Jacques Sapir : Cette proposition n’est pas réaliste à terme. Si l’on a deux monnaies coexistant sur le même espace économique, alors la « Loi de Gresham » (la mauvaise monnaie chasse la bonne) s’appliquera. Mais, c’est déjà ce que l’on voit à Chypre. C’est même le principal paradoxe de la crise chypriote. Pour rouvrir les banques le jeudi 28 mars, il a fallu mettre en place un cadre réglementaire extrêmement strict. Ce dernier a permis d’éviter un effondrement lors de la réouverture des banques chypriotes. Mais ces mesures ont abouti à créer deux euros dans les faits, l’un chypriote dont la fongibilité est limitée, et l’autre pour le reste de la zone Euro. Les concepteurs de ce système ne se sont pas rendus compte qu’ils administraient ainsi la démonstration que rien ne serait plus facile que de quitter la zone Euro. Tous les discours sur les aspects catastrophiques d’une telle sortie s’effondrent.

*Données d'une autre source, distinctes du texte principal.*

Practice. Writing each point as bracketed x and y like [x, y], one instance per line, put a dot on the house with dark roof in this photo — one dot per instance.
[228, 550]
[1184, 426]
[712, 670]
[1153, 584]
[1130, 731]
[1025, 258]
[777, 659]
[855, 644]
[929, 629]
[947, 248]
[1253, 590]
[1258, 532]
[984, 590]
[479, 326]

Désormais, ces contrôles sont en place, et ils ont été introduits avec l’assentiment de la Banque Centrale Européenne et de l’Eurogroupe en totale contradiction avec le Traité de Lisbonne. Cette évolution était en réalité prévisible depuis plusieurs mois. Une fois que l’on a accepté de renouer avec le principe des contrôles de capitaux, une sortie apparaît techniquement aisée à réaliser. Si l’on accepte le principe d’un démantèlement de l’Euro, cela se traduira par le retour aux monnaies nationales. Il sera alors important de coordonner les politiques de change entre les pays ayant retrouvé leur souveraineté monétaire. Ceci devrait s’appliquer entre la France, l’Italie, l’Espagne, le Portugal et la Grèce. D’autres pays pourraient progressivement venir s’adjoindre à cette coordination, qui pourrait déboucher, rapidement, sur une monnaie commune soit une monnaie venant s’ajouter et non se substituer aux monnaies existantes, et servant aux transactions commerciales et financières avec les autres pays.

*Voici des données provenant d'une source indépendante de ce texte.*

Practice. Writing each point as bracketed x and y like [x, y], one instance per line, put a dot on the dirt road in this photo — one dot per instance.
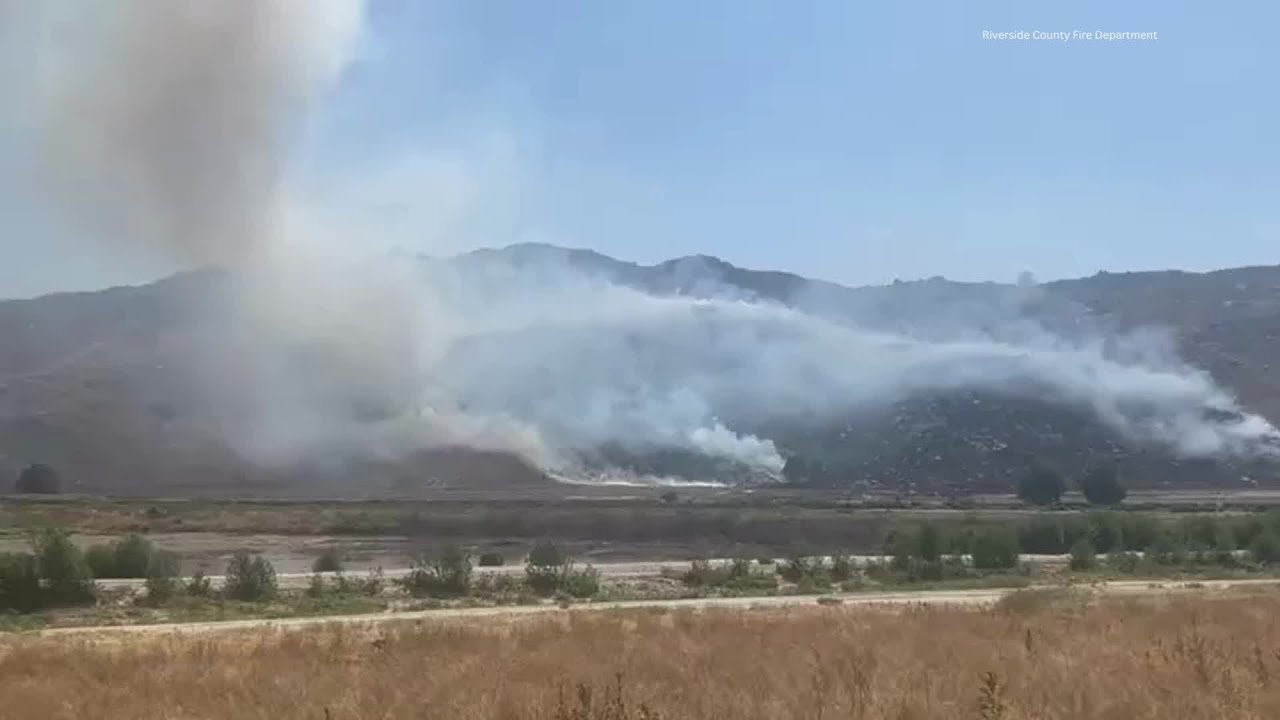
[617, 570]
[974, 597]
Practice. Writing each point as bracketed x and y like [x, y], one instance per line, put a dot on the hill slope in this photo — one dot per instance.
[113, 387]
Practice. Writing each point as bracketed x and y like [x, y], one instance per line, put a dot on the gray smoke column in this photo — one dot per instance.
[165, 127]
[165, 123]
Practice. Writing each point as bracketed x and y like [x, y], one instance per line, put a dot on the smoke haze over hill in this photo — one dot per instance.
[167, 126]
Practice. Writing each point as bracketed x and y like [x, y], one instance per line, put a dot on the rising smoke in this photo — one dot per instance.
[169, 124]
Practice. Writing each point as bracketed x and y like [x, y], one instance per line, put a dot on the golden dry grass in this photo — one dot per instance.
[1166, 659]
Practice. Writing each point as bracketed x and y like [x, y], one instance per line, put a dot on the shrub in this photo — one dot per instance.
[63, 568]
[995, 548]
[316, 587]
[161, 577]
[448, 574]
[702, 574]
[1041, 486]
[841, 568]
[1124, 561]
[199, 586]
[250, 578]
[1265, 548]
[807, 572]
[581, 583]
[1083, 556]
[328, 561]
[19, 583]
[101, 561]
[1106, 532]
[545, 569]
[371, 584]
[39, 479]
[127, 557]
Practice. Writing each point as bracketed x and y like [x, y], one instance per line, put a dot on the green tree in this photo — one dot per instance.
[1265, 548]
[995, 548]
[1083, 556]
[1101, 486]
[63, 568]
[19, 583]
[547, 568]
[133, 556]
[447, 574]
[929, 543]
[250, 578]
[1041, 486]
[161, 577]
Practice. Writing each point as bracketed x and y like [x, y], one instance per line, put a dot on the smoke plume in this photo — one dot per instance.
[168, 126]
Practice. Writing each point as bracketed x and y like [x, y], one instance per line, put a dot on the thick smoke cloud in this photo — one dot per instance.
[590, 363]
[168, 126]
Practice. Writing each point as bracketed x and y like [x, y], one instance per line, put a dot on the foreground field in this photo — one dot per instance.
[1046, 655]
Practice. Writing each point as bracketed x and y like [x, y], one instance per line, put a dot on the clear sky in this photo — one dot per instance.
[853, 141]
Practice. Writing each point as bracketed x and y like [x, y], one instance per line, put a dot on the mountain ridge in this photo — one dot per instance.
[92, 379]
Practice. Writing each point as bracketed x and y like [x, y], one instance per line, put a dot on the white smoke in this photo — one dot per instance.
[592, 363]
[168, 126]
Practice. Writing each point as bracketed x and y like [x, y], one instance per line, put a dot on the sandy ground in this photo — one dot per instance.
[647, 569]
[970, 597]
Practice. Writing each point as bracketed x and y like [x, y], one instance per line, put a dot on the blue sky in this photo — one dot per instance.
[854, 141]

Philippe Waechter : Pour moi cette question ne doit pas être et n'est pas celle du moment. Réfléchissons néanmoins autour d'elle. On pourrait imaginer une première étape avec un euro du nord et un euro du sud pour que chacun gère ses propres contraintes. Cette idée permettrait aux Etats du nord de disposer d'une marge de manœuvre qui lui serait propre, laissant les Etats du sud trouver les solutions à leurs difficultés.

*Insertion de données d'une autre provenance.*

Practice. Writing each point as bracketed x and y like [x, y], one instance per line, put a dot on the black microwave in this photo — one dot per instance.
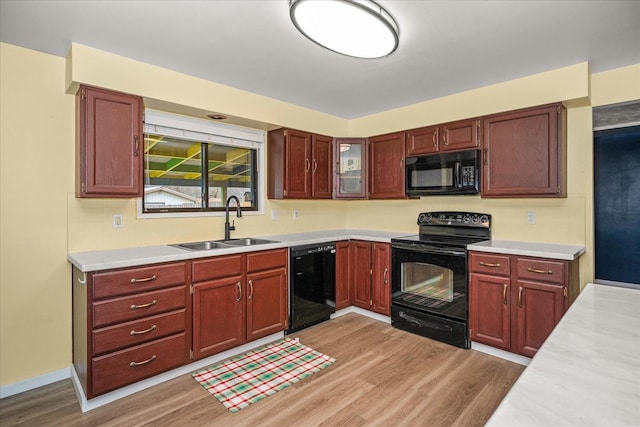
[446, 173]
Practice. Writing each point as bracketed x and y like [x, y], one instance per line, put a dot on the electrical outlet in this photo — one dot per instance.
[531, 218]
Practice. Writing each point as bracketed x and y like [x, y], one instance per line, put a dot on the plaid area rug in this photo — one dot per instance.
[252, 376]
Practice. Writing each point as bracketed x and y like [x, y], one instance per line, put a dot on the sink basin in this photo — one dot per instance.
[221, 244]
[201, 246]
[249, 241]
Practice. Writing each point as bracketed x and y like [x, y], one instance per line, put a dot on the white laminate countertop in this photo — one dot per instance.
[130, 257]
[542, 250]
[587, 373]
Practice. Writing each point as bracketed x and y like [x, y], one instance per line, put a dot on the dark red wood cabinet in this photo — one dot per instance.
[109, 143]
[386, 166]
[299, 165]
[515, 302]
[524, 153]
[454, 136]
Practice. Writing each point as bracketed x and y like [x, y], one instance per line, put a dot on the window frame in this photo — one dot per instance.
[205, 131]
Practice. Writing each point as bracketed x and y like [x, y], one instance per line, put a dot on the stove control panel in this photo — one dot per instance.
[465, 219]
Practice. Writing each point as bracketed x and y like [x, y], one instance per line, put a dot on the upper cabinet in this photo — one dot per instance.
[454, 136]
[386, 166]
[351, 168]
[300, 165]
[109, 144]
[524, 153]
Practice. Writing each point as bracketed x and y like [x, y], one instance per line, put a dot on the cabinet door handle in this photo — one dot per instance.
[520, 296]
[488, 264]
[135, 307]
[533, 270]
[146, 279]
[137, 145]
[144, 362]
[146, 331]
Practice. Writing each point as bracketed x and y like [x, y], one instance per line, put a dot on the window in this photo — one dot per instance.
[193, 165]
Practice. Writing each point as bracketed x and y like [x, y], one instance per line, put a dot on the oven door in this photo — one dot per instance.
[430, 279]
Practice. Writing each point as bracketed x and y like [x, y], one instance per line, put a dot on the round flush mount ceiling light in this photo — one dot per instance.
[358, 28]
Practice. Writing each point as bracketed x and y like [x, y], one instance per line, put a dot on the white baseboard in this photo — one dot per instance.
[516, 358]
[35, 382]
[371, 314]
[87, 405]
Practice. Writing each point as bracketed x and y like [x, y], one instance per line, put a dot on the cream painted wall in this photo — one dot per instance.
[37, 134]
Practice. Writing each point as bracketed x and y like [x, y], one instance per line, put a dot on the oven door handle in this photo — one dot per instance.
[425, 249]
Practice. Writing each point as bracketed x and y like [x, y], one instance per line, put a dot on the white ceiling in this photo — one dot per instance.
[445, 46]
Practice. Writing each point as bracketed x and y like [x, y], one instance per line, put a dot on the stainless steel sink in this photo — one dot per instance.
[201, 246]
[249, 241]
[221, 244]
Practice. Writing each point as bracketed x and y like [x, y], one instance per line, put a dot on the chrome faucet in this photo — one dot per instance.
[230, 227]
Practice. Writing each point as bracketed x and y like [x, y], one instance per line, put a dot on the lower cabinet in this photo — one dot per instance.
[363, 273]
[237, 299]
[515, 302]
[133, 323]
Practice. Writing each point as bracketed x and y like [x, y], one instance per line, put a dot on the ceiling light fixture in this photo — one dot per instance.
[359, 28]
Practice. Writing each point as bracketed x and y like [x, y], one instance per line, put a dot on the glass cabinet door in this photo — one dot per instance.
[351, 164]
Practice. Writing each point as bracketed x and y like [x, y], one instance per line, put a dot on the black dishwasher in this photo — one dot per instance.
[312, 290]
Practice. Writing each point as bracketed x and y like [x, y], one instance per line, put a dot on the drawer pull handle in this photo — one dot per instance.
[533, 270]
[144, 362]
[146, 279]
[488, 264]
[135, 307]
[520, 296]
[146, 331]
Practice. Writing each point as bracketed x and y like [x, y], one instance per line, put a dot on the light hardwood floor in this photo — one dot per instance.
[382, 377]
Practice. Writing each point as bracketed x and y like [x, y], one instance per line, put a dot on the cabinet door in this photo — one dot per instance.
[422, 141]
[266, 303]
[523, 154]
[321, 167]
[461, 135]
[109, 145]
[351, 168]
[381, 277]
[538, 310]
[360, 273]
[297, 165]
[343, 298]
[489, 316]
[386, 166]
[218, 316]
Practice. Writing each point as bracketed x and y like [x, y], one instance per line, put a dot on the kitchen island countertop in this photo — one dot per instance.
[587, 373]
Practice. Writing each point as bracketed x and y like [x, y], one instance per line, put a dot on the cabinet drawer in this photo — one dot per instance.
[124, 367]
[137, 306]
[138, 331]
[541, 270]
[264, 260]
[132, 280]
[489, 263]
[215, 268]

Cette configuration n'a cependant pas de sens. En effet, les pays du sud dont l'activité se contracte rapidement peuvent avoir intérêt à retrouver leur monnaie pour dévaluer et espérer retrouver des capacités de croissance à moyen terme. Donc, aucun pays n'a intérêt à se lier les mains par la mise en place d'un euro du sud avant que la valeur de sa monnaie soit stabilisée. Cela prendra alors du temps. Cela sera porteur de fortes divergences de comportement entre temps.
Un euro du nord aurait probablement tendance à s'apprécier. Il n'est pas certain que tous les pays y participant y aient intérêt. La France, pour laquelle existent des questions sur sa compétitivité, n'aurait aucun intérêt à être associée à une monnaie qui s'apprécie. Le risque est que de crise en crise, après une séparation entre euro du nord et du sud, il n'y ait de stabilité qu'avec 17 pays et 17 monnaies. La conséquence serait un adieu alors au rêve européen puisque les rapports de force entre les Etats auraient changé de façon radicale.
Selon Bernd Lucke, les pays du Nord semblent "semblent actuellement bénéficier de la misère des Etats d'Europe du Sud, parce que la totalité des flux de capitaux quittent ces pays pour se diriger vers l'Allemagne, les Pays-Bas" aidant ainsi ces derniers à "réaliser des investissements à faibles coûts [...] au détriment des pays d'Europe du Sud". L'euro a t-il créé cette situation où, contrairement à ses objectifs initiaux qui consistaient à faire converger les économies européennes, le succès des uns s'exerce au détriment des autres ?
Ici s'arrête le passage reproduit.